Gasperini choisit alors de replacer son joueur aux côtés de Zapata et de confier le rôle de trequartista à quelqu’un d’autre, ou selon les disponibilités de le laisser à sa place mais avec pour consigne de rester relativement haut. Un plan pas du tout du goût du joueur, qui perd de son influence sur le jeu, et se retrouve de toute façon comme toute son équipe à devoir défendre loin du but adverse dès que l’opposition est un peu relevée. Seule subsiste une injonction à ne plus venir sortir les ballons de la pression adverse, un sentiment d’être bridé, et peut-être de ne pas pouvoir jouer à fond ses chances d’être de la partie pour la Copa America à domicile de l’Argentine à l’été 2021. Une échéance qui devrait être au cœur de sa réflexion pour choisir son prochain club.

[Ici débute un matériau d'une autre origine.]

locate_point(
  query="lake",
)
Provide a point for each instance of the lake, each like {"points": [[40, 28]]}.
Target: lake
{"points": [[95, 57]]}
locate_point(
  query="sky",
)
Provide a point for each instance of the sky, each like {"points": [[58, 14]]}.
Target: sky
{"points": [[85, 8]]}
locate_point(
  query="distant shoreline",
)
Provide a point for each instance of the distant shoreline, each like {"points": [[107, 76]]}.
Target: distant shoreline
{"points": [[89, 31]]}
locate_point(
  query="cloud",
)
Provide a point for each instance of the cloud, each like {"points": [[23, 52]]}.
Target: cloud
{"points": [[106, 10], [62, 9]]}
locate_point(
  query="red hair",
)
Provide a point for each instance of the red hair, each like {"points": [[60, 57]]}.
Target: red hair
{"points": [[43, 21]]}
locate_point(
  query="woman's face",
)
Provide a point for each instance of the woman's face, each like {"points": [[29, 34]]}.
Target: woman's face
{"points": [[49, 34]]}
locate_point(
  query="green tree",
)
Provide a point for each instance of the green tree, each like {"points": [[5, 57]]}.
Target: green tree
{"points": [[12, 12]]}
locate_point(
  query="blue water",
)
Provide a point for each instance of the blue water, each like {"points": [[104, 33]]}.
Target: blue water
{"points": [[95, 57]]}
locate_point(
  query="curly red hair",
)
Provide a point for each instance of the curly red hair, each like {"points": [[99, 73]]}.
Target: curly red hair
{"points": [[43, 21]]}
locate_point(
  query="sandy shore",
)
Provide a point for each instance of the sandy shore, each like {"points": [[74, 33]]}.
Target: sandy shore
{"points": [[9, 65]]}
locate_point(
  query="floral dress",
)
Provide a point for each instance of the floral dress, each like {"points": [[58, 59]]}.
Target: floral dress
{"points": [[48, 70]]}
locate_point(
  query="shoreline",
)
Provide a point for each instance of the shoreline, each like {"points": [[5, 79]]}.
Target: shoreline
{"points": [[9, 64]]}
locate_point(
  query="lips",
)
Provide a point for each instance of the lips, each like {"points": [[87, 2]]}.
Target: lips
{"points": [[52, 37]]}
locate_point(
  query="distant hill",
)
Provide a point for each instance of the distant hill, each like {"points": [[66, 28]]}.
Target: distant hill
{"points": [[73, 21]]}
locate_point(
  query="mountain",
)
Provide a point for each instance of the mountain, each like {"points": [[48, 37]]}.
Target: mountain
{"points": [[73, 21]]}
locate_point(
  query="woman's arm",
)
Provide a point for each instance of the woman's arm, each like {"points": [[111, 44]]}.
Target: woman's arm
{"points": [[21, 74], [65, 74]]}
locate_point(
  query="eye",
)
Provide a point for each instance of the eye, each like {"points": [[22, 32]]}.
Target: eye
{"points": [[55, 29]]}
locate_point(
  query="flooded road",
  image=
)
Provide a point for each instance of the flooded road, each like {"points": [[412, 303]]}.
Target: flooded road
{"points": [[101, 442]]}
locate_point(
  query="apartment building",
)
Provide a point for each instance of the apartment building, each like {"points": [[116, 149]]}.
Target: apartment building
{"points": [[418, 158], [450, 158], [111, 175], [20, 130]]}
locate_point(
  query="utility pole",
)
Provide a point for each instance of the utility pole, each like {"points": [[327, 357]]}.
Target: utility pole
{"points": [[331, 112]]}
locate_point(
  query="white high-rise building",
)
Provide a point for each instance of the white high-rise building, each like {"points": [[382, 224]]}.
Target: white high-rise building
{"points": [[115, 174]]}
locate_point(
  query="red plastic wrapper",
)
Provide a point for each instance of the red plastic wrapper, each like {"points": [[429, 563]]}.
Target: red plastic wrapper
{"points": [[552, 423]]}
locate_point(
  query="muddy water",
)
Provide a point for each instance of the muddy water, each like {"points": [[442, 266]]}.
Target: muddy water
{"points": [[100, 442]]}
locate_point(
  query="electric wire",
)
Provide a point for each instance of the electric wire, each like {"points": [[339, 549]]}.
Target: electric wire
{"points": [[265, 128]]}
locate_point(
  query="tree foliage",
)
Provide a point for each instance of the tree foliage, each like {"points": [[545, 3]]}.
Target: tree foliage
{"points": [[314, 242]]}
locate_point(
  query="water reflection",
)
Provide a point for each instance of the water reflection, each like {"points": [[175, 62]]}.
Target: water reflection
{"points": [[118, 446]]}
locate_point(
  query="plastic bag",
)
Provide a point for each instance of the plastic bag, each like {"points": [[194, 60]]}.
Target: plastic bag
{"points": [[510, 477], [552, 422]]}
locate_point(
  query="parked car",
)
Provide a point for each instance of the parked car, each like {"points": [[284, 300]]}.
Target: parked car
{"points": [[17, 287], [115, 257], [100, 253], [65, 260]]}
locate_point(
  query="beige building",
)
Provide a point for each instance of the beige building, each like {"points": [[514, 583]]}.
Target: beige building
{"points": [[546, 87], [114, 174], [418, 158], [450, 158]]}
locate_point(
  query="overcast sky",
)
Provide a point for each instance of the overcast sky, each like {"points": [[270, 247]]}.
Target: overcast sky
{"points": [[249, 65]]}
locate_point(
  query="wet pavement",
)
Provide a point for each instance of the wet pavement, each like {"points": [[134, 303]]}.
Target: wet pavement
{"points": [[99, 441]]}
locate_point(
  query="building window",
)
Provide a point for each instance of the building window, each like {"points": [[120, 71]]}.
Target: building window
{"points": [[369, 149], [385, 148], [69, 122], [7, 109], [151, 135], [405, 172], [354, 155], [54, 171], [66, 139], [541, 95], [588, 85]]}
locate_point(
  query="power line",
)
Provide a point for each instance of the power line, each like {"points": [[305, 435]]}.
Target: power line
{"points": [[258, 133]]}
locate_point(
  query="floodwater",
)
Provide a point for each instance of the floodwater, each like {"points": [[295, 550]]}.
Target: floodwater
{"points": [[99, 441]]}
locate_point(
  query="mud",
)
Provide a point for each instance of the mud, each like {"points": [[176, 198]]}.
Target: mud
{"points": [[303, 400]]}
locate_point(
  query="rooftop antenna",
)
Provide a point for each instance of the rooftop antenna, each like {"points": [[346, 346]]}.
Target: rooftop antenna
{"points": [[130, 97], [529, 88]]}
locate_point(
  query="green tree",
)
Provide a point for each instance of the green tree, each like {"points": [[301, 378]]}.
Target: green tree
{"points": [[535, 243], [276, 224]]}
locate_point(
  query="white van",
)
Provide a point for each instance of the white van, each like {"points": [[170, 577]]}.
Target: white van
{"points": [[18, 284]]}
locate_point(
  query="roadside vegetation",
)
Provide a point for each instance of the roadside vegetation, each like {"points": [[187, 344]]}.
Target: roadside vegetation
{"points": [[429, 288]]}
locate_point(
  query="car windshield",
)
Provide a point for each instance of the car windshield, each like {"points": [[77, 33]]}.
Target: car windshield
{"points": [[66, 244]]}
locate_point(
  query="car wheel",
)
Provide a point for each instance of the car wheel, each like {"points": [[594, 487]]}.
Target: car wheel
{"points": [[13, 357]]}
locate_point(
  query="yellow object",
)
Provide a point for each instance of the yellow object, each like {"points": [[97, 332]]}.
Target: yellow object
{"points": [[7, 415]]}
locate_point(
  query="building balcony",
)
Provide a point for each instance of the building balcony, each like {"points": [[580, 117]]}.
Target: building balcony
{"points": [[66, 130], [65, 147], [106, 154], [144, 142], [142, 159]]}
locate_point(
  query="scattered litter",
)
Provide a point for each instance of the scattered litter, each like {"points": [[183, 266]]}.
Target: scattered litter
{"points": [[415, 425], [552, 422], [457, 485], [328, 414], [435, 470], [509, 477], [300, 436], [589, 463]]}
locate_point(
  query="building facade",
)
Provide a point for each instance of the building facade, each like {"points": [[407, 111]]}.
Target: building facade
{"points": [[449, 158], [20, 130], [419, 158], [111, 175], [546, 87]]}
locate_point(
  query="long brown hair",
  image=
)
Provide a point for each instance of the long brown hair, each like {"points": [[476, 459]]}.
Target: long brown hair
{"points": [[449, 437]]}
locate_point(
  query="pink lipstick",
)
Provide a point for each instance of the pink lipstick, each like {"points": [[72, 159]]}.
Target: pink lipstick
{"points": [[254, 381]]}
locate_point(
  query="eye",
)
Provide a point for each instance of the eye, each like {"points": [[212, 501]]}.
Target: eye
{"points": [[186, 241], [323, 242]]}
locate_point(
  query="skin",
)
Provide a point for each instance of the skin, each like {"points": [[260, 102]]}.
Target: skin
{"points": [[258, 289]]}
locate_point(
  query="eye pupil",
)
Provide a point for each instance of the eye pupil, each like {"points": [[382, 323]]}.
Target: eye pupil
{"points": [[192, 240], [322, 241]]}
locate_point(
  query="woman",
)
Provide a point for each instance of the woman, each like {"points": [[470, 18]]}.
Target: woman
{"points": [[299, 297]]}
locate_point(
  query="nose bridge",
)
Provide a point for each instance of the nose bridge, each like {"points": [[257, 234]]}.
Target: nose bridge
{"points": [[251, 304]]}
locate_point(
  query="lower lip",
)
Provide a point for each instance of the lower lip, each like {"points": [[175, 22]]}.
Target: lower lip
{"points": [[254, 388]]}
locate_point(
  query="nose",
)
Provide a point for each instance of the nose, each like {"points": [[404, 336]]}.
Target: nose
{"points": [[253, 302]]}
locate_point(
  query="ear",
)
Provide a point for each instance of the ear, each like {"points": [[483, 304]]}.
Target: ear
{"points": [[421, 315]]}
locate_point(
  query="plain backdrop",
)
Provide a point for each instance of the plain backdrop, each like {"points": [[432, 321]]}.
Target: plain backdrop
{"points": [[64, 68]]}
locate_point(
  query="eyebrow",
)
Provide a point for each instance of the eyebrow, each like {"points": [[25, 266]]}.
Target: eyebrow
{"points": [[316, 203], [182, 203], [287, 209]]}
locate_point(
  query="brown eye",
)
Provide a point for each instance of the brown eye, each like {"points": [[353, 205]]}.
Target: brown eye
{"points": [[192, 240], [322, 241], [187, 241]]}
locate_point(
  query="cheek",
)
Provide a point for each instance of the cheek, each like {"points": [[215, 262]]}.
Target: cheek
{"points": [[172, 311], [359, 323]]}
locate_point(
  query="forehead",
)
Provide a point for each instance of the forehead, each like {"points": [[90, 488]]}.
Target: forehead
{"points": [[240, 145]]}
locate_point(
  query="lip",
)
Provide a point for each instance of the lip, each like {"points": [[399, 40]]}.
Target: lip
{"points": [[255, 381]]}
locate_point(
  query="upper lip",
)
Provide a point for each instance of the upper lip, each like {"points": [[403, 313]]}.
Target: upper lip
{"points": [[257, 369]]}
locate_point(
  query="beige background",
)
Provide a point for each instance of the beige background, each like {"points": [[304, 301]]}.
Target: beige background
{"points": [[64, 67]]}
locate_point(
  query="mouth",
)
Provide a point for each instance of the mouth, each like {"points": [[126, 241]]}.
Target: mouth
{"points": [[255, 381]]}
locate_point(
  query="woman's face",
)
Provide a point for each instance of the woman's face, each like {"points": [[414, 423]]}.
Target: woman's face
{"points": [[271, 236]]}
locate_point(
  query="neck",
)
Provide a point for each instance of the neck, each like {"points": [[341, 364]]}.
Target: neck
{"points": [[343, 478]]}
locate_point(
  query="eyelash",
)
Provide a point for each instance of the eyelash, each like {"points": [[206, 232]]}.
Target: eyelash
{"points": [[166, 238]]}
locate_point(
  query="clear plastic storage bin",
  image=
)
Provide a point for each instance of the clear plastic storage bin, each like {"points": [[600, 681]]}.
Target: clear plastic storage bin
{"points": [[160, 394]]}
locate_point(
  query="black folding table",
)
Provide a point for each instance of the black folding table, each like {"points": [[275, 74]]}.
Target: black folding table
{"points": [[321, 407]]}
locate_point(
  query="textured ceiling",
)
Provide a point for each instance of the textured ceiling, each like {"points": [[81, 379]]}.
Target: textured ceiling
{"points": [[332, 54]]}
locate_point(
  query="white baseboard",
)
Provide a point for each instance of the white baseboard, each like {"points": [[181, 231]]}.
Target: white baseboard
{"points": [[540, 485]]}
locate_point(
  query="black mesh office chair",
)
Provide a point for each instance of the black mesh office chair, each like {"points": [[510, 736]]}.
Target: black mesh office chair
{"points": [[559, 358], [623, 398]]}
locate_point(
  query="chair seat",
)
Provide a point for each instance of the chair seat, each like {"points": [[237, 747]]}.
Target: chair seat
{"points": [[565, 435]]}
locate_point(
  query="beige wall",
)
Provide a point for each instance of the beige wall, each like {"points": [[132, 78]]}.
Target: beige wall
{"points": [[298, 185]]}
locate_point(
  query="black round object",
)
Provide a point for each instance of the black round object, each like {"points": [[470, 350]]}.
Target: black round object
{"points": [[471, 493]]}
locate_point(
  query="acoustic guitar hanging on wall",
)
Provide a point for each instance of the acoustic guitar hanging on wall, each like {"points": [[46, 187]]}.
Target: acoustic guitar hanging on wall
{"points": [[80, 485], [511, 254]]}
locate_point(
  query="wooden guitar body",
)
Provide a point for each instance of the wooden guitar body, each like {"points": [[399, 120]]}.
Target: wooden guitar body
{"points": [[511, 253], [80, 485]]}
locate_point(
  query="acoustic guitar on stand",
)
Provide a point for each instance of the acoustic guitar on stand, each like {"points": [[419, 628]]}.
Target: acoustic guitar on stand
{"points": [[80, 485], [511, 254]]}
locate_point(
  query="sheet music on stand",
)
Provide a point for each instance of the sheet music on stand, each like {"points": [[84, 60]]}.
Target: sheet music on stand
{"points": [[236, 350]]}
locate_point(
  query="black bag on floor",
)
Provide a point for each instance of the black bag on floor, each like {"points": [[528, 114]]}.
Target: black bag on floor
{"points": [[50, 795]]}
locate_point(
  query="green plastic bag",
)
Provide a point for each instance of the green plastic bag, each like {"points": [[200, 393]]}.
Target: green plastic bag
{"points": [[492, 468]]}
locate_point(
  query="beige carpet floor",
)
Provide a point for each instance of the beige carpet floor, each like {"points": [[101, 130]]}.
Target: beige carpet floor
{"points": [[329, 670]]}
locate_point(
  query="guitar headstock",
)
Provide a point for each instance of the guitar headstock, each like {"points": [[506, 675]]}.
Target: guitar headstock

C’est donc à la mi-temps du match retour contre Midtjylland, alors que les Danois mènent au score, que l’orage explose dans le vestiaire après 45 minutes de défiance du Papu envers son coach et ses consignes. Le point final d’une relation qui n’a jamais été parfaite mais entretenue par le succès de l’équipe entre deux hommes au fort caractère. Beaucoup plus dommageable, la fin d’une relation qui était parfaite et qui n’avait plus besoin du succès de l’équipe pour être entretenue entre l’Atalanta et celui qui aura été le plus digne d’elle parmi tous.

https://twitter.com/Imadchmedia/status/1311728677621837824

Bien qu’en retard en championnat, l’équipe de Gasperini a encore tout à jouer sur tous les tableaux. Alors pourquoi craindre quoi que ce soit pour elle ? Des craintes, en vérité, il y en a peu à avoir pour les nouveaux accomplissements à venir de l’Atalanta. Le projet de jeu s’ajuste peu à peu, certains cadres tiennent toujours le cap sur le terrain comme en dehors, à l’image de Marten de Roon qui a annoncé vouloir rester à vie au club quitte à refuser le Barça. Les recrues, elles, promettent, même si un certain temps d’adaptation est nécessaire.

Seulement voilà, en perdant Gómez, c’est la magie que dégageait cette équipe qui s’envole. Du Papu et de son duo complètement irrationnel avec Josip Ilicic, nous passons désormais aux prometteurs Pessina et Malinovskyi. De quelque chose qui n’aurait jamais dû arriver, nous passons à quelque chose qui aurait pu arriver n’importe où ailleurs. D’un amour fou à un triste dénouement. D’un mythe à la sobre réalité. L’Atalanta est un club qui compte dans le football italien. Et c’est aujourd’hui un peu moins merveilleux qu’hier.